Well, it was one of those nights. Again.
For the second game in a row, UND struggled offensively. Let me put it another way: UND generated chances, scoring opportunities, and odd-man rushes, but did nothing more than chip some paint off the posts and crossbar.
The final shots on goal were UND 43, UW 24, including 25 Sioux shots in the third period alone. UND must have attempted 70 shots or more, with many blocked by Wisconsin or sent off target.
As Coach Hakstol mentioned in his post-game interview, the prevailing feeling was that if North Dakota could get one past Connelly, the floodgates would open. But it was not to be. The junior netminder stopped all 43 shots sent his way for his fifth career shutout in 22 games.
Even down 2-0 with 14 minutes to play, the ice seemed to be tilted in North Dakota’s favor. UND was winning the majority of the draws and getting to most of the loose pucks. The back-breaker goal happened after one of very few defensive zone face-offs for UND, a draw they lost, and the puck was in the back of the net for a 3-0 Wisconsin lead with 5:22 to go.
Bright spots for UND:
-North Dakota had exactly the start they needed. They controlled the opening period and took the crowd out of the game. Many in the press box remarked that the score could have been 3-0 UND after one.
-The Frattin-Zajac-Malone line clicked from the get-go. They added a physical presence, created offense, and drew penalties. Expect more from this line going forward.
-Freshman defenseman Derrick LaPoint and Jake Marto were paired together on the blue line for the second consecutive game, and handled their responsibilities very well.
It appeared as if North Dakota backed off the physical play after the first two penalties to Zach Jones. UND will need to crash the net and take the body tomorrow night if they expect a different result.
UND finished 0 for 5 with the man advantage, while Wisconsin scored once on three power play opportunities.
Wisconsin improves to 4-2-0 (2-1-0 WCHA), while North Dakota falls to 4-3-1 (2-3-0 WCHA). The same two teams battle tomorrow night at the Kohl Center. Incidentally, UND now has a 4-11-0 record at the Kohl Center.
For a comparison and complete preview of the weekend series, click here. I thank you for reading, and welcome your comments and suggestions.
Up and down shot on goal hockey is great when it goes in the net… when it doesn’t, it causes too many odd man rushes the other way… which didn’t hurt UND specifically tonight, but odd man rushes result in players having to chase the puck back in their own end and also causes extended shifts for players reacting to reaction plays of “volume” shots.

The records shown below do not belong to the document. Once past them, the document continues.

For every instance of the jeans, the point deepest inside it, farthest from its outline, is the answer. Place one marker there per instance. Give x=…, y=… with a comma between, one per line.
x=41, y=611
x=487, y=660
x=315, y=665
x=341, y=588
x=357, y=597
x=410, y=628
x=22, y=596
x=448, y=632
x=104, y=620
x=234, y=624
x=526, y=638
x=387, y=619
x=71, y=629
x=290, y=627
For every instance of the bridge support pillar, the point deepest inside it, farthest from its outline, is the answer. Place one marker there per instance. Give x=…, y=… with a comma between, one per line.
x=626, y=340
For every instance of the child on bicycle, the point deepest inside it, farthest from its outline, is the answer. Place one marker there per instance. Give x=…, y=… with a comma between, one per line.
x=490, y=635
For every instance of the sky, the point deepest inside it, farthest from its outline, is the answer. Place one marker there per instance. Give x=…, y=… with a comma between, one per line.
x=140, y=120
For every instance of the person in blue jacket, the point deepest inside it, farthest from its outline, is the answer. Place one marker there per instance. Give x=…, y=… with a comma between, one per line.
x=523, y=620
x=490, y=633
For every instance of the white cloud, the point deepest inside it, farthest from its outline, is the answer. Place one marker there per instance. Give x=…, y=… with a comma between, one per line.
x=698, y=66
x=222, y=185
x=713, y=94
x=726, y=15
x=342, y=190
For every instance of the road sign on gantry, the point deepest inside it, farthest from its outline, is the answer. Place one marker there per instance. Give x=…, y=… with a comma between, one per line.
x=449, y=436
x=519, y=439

I don’t like the style of play I am recommending, but when the ice is “tilted” in your favor and you can’t convert, sometimes it is better to give your skill players a chance to set up plays in the offensive zone and play the dreaded (and boring) center ice trap and wait for the other team to make the mistake and turn your “volume” shots into “quality” shots… at least in the 2nd period and on when we needed a momentum shifter after the first goal(s) after putting many shots on “pipe” or “pad” as opposed to “goal.”
In any event, I suspect Hak is thinking (at least somewhat…) the same and will tell the boys that 70 shots on goal in a series is meaningless if you score zero out of it. Better to have some quality odd man advantages late in the game than patting yourself on the back for outplaying someone and losing on scoreboard… the only place is matters.